Allis, c’est moi, mais l’histoire de ce livre n’est pas la mienne. C’est celle d’Alexandre, de Maria et de Yann – d’Élisabeth et de Manon aussi – telle qu’elle me fut racontée il y a des années, telle que je l’ai reconstruite. Ce n’est pas la mienne, sinon par rebonds. Pas la mienne, si ce n’est notre commune quête d’amour.
« Là où est ton trésor, là aussi sera ton cœur. »
Dans le village où j’habite aujourd’hui, mes voisins m’apportent de la soupe quand ils me voient triste, et quand je tousse, ils viennent me faire de la tisane de romarin et de thym sauvage.
Je vis dans une maisonnette au milieu des oliviers avec Maya, ma grosse chienne noire qui fout la trouille à tout le monde. En réalité, c’est elle qui a peur. Maya pèse plus de soixante-dix kilos, c’est un cauchemar de la voir foncer, babines écumantes,
yeux exorbités, pour vous bouffer tout cru. Il suffit cependant que je dise « non » pour qu’elle freine, comme dans les bandes dessinées, dans un nuage de poussière. Elle me contemple alors d’un air perplexe, Laisse-moi le dévorer, celui-là, allez, quoi. Celui-là, c’est le nouveau facteur ou le ramoneur à sa première visite. Sa dernière aussi, probablement. Le facteur va désormais glisser le courrier sous le rideau de fer du garage, et ma cheminée fumera beaucoup l’hiver prochain.

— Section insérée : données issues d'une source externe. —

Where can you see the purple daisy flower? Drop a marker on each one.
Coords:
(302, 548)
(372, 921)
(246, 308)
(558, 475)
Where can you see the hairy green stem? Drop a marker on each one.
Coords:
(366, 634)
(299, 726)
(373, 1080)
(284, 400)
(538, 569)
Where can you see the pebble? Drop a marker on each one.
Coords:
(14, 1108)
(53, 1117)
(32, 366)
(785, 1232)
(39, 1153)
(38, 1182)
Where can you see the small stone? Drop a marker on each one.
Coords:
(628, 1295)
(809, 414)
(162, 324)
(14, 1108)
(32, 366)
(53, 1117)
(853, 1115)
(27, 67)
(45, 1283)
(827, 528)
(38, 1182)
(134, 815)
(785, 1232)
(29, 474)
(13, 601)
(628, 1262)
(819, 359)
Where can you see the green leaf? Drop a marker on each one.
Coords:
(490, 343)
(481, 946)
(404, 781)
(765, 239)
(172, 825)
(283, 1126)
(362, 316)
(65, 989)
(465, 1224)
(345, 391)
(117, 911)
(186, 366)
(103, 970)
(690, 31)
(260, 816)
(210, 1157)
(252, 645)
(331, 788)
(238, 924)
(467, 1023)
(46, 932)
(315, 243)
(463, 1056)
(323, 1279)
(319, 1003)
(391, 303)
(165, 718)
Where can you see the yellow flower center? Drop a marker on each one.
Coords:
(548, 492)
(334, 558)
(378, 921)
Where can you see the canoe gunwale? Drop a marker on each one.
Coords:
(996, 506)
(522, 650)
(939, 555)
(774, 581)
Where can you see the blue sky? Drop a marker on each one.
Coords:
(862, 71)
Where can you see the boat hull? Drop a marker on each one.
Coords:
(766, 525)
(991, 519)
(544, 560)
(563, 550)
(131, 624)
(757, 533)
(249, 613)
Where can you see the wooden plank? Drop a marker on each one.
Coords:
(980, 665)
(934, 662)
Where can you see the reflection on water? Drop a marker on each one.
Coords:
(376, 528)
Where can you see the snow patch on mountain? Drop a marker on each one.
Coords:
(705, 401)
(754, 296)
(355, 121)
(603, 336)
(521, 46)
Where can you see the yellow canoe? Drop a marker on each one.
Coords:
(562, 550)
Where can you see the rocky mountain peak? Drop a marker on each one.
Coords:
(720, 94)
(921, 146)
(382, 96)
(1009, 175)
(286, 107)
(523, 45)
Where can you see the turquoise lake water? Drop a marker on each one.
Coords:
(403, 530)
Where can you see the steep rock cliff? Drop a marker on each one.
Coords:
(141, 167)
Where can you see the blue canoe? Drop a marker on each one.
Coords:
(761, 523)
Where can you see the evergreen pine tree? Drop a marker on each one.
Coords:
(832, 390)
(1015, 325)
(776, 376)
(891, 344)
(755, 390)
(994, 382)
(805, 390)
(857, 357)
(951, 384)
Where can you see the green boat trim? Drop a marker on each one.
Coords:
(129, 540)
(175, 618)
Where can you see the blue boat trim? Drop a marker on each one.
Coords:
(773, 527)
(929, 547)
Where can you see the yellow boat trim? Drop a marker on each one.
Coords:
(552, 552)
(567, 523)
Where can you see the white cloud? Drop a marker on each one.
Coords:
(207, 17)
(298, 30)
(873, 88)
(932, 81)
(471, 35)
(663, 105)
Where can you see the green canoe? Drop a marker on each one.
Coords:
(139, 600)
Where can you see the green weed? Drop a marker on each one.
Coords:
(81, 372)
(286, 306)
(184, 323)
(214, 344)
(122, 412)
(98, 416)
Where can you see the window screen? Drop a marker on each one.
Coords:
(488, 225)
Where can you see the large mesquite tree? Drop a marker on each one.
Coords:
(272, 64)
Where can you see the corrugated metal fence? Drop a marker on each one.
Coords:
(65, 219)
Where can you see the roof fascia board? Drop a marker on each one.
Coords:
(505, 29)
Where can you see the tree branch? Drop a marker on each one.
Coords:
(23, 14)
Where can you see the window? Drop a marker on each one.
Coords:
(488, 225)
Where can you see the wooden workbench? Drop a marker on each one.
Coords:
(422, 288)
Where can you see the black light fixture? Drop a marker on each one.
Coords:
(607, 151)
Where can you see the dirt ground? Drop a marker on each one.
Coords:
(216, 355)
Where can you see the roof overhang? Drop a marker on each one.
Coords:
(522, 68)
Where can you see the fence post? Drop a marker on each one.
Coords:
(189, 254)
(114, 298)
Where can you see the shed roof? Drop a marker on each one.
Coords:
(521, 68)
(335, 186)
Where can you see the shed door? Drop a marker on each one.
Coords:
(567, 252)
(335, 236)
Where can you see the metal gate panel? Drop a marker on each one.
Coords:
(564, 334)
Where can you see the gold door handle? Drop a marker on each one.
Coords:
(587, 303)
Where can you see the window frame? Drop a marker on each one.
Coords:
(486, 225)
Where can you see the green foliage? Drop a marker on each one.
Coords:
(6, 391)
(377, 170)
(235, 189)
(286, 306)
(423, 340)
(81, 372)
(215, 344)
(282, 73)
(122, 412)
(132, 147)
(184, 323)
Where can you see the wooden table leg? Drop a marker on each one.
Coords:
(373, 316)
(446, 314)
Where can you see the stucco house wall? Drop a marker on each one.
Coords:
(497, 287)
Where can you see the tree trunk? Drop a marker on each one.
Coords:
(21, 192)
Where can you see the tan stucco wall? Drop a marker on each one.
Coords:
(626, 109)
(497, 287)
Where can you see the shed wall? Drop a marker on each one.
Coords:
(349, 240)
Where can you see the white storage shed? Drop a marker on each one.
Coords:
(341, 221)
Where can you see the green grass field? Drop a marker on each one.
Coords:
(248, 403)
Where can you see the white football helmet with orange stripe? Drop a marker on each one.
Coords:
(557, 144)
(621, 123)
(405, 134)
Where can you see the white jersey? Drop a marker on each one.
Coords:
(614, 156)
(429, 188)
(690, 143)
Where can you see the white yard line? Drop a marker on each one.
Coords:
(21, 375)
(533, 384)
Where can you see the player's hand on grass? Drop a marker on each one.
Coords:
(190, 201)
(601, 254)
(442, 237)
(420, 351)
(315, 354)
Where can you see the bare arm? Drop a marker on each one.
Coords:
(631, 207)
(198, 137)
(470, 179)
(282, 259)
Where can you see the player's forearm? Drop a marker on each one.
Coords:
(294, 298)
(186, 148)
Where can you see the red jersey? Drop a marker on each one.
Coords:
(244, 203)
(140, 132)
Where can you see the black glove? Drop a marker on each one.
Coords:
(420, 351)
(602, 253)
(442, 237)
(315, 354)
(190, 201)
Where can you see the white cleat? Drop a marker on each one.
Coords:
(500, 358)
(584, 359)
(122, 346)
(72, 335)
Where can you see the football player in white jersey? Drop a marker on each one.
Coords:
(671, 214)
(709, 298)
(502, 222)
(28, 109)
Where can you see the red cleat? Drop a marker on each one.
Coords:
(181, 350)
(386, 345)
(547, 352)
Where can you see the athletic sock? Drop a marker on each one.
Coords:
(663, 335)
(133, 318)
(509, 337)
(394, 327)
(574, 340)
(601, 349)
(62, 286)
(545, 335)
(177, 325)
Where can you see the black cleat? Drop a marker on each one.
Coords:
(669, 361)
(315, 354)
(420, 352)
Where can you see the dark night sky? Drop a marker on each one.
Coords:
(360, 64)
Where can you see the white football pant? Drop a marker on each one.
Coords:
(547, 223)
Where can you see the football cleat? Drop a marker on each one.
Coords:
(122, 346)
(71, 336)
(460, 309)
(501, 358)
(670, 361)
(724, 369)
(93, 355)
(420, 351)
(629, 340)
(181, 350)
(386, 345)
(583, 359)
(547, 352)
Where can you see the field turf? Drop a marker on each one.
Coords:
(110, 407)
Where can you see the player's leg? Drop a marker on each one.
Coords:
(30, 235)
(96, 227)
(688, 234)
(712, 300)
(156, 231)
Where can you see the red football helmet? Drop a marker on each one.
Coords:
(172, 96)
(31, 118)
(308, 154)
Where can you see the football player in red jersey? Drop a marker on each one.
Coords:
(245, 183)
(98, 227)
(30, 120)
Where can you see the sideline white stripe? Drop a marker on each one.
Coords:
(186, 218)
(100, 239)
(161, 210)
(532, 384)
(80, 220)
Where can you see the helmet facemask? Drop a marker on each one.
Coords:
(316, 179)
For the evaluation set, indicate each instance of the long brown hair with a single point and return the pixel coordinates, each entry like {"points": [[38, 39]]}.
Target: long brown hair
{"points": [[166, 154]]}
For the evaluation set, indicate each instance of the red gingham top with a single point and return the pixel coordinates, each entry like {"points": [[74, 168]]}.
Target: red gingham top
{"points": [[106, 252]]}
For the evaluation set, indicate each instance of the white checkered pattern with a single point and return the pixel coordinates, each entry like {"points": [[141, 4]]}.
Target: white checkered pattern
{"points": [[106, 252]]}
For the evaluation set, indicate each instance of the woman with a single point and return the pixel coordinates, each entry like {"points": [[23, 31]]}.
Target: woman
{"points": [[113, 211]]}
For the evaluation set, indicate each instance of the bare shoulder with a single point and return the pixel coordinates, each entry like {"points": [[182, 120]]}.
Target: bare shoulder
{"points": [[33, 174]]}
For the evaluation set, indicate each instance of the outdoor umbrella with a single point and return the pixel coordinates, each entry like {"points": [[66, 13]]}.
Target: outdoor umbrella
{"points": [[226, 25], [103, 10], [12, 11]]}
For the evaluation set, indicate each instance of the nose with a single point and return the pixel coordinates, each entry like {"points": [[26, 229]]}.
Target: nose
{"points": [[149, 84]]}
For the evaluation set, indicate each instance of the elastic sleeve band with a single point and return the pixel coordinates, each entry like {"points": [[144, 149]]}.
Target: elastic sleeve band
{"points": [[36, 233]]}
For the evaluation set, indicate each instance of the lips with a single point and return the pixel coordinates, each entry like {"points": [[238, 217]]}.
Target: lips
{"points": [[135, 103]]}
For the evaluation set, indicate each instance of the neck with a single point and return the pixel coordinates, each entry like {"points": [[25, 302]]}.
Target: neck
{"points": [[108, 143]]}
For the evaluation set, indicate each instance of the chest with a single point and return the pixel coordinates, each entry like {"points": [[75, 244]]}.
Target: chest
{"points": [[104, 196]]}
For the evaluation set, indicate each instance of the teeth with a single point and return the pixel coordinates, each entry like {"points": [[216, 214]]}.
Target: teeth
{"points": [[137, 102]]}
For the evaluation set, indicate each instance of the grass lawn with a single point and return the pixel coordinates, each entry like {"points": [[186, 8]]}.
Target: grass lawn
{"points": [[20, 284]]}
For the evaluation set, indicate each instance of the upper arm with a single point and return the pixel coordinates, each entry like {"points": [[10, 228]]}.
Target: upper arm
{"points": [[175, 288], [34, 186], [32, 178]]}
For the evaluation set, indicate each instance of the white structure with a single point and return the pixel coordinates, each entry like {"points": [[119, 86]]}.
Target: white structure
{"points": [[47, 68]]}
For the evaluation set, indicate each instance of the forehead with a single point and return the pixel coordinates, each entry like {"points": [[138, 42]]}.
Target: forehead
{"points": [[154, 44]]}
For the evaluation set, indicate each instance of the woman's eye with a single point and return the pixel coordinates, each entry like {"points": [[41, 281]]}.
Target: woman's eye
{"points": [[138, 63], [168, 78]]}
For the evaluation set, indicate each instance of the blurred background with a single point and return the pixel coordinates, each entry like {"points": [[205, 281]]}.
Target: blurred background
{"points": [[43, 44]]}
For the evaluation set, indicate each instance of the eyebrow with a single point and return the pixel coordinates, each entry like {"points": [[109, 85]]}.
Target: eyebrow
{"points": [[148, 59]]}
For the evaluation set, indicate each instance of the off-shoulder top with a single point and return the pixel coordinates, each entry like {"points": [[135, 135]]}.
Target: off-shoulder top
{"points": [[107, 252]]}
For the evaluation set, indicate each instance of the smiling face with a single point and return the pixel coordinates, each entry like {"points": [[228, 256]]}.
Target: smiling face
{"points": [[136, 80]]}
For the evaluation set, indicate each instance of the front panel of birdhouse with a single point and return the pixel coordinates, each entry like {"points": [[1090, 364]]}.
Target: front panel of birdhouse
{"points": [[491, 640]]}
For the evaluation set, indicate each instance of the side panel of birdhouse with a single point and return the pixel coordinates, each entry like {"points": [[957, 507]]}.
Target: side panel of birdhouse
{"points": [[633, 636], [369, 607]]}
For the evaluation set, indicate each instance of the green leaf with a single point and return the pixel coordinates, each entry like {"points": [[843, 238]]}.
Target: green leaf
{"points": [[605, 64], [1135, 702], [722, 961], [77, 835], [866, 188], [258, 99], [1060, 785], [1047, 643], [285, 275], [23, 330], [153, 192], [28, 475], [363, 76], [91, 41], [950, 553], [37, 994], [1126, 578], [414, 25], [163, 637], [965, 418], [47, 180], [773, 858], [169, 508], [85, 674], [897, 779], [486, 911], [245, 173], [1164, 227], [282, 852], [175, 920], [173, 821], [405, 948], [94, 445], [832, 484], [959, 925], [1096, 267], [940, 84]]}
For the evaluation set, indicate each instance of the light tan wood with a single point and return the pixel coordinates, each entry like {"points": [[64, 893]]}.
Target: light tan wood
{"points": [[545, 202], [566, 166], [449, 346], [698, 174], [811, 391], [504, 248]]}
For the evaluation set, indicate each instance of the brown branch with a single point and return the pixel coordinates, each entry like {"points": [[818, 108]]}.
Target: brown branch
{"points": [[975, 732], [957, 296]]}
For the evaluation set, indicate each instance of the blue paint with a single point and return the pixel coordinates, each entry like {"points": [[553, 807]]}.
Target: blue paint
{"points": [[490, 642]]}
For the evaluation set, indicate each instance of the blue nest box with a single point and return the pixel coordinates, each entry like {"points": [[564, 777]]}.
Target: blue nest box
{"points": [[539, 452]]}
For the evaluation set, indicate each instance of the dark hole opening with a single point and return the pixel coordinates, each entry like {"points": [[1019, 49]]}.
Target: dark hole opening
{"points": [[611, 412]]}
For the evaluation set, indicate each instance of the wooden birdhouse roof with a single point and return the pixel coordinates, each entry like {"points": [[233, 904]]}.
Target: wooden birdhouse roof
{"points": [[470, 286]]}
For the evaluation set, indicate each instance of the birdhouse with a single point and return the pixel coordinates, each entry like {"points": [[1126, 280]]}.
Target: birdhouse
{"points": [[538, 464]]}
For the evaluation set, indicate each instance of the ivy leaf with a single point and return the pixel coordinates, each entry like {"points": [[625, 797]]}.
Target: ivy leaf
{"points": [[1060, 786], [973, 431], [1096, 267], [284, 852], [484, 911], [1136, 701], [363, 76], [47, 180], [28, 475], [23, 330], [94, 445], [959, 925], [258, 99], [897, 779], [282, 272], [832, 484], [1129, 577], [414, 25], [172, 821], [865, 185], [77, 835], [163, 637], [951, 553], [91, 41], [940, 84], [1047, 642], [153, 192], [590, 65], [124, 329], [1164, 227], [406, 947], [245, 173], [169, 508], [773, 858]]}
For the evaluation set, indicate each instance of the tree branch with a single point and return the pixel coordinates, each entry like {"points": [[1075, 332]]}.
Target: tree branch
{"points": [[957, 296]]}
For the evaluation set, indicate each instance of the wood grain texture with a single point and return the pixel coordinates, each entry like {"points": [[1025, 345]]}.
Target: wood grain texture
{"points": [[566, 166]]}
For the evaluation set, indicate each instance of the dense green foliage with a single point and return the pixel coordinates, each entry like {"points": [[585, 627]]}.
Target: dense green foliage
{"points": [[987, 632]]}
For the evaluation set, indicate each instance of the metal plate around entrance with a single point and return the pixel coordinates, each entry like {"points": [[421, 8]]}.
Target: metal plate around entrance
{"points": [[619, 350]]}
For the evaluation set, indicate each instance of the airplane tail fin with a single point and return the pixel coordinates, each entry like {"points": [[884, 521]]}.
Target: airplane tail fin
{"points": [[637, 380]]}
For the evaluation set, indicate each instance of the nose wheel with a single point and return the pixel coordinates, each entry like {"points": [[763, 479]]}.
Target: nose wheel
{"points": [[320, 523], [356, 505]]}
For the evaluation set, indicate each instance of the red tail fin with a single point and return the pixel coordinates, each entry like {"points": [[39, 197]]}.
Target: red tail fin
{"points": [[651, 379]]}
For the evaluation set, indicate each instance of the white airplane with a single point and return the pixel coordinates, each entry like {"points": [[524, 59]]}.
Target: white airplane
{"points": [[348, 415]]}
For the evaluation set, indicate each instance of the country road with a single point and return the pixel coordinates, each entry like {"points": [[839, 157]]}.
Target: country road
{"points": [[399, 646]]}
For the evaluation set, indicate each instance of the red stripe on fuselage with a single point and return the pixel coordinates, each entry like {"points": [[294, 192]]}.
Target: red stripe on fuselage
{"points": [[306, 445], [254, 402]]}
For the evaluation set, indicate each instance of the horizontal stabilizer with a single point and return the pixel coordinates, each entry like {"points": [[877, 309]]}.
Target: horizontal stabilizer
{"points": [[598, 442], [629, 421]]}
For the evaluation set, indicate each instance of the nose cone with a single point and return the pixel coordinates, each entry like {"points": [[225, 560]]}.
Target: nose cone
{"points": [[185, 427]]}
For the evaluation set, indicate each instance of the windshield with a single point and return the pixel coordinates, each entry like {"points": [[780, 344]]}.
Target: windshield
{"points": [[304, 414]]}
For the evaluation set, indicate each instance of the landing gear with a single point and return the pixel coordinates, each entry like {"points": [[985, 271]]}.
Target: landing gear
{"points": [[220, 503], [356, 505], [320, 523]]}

Je ne sais pas pourquoi ça me plaît qu’elle soit comme ça. Peut-être parce que moi aussi j’ai peur. Et parce que moi aussi je peux être sauvage.
Mes journées ici sont tranquilles, semblables les unes aux autres. Le matin je pars courir dans les bois, l’après-midi j’écris, je fais du feu dans la cheminée et je lis quelques vieux bouquins, romans et essais. Dernièrement, je médite la phrase de saint Augustin, « Aime et fais ce que tu veux. » Pendant longtemps, je n’y ai rien compris. Puis, une nuit où je ne dormais pas, j’ai commencé à y voir plus clair. Qu’est-ce qu’on entend par amour ? Pour moi, ce n’est pas la passion des premiers mois, la brûlure des débuts. J’ai toujours eu hâte de ce qui vient après, poursuivant cette joie fragile et responsable, cette continuité. Amour de douceur et douceur d’amour, où l’on renonce à s’affirmer pour aller vers la compassion humaine, la charité. Comme l’écrivait le philosophe allemand Adorno dans
Minima Moralia
, « Tu seras aimé lorsque
tu pourras montrer ta faiblesse sans que l’autre s’en serve pour affirmer sa force. » « Aime et fais ce que tu veux », c’est aller dans le sens de la réalité de l’amour, là où il tient lieu de morale, là où il conduira vers la vertu. L’amour, c’est le droit chemin de l’existence.
Lavée des illusions – et Dieu sait que j’en ai eu –, il me semble que je marche à présent vers ma vérité. Quelle qu’elle soit. Comme Alexandre l’a fait, et Yann, et Maria.